In response, the company has introduced new safety filters but those, too, have drawn backlash for over-moderation. In a public letter addressed to Character AI’s global user base, Anand reaffirmed the company’s dedication to user safety. “We’re going to move fast to give you a bunch of the things you’ve been asking for […] We’re going to make the filter less overbearing. (We care deeply about user safety and always will. But too often, the app filters things that are perfectly harmless. We’re going to fix that.),” he said.
Anand also committed to rolling out major product improvements “in the next 60 days”, including enhanced memory, better model quality, clearer moderation policies, and improved discoverability for community-created characters. Character AI is also building toward immersive, multimedia experiences, enabling characters to “jump off the page” through audio-video interaction.
“I’m committing to launch all of that this summer and the team is hard at work to make all this real soon. I’ve spent many years building products, and I’m going to make sure we move fast and give you features that delight you and make [Character AI] more immersive and more fun,” Anand added.

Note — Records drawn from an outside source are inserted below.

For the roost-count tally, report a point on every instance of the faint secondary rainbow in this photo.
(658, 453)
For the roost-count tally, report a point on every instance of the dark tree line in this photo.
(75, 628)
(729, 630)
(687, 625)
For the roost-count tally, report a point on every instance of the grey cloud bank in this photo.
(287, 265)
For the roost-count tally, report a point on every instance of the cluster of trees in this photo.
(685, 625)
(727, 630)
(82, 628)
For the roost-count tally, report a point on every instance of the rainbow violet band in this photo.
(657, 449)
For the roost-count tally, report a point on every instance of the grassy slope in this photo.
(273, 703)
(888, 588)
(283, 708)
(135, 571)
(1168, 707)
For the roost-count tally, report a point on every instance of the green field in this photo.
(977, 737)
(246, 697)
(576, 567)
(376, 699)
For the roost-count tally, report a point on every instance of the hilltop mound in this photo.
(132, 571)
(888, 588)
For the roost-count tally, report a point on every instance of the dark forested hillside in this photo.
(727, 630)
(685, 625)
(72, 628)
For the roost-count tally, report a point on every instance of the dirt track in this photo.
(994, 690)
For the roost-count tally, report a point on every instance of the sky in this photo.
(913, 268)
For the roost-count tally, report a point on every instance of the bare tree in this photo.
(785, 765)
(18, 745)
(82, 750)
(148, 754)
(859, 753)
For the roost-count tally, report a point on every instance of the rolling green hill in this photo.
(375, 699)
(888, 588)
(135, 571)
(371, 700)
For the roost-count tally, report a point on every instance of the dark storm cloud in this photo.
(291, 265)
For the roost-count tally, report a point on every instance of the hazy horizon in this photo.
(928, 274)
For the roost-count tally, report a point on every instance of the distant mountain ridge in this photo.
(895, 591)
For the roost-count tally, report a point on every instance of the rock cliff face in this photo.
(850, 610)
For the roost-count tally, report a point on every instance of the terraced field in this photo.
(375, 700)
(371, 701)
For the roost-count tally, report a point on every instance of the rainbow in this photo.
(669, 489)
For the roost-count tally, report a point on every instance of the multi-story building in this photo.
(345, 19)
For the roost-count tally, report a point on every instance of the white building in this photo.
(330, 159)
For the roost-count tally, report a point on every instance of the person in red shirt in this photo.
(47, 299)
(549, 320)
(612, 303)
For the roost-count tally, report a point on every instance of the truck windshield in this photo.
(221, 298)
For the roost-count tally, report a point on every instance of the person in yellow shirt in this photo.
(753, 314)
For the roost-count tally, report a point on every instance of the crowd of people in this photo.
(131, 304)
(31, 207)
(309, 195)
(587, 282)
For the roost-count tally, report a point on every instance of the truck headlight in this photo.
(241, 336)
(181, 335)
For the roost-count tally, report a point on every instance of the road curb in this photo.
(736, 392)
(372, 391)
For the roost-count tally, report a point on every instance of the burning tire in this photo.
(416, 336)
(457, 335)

While entertainment-based chatbots were once a casual use case of generative AI, Character AI’s surge in popularity – and the emotional connections users feel toward its AI chatbot characters –could turn it into a rapidly emerging cultural trend. Anand acknowledged this, stating that the company’s long-term vision is to “shape the future of entertainment”.
Story continues below this ad
(This article has been curated by Arfan Jeelany, who is an intern with The Indian Express)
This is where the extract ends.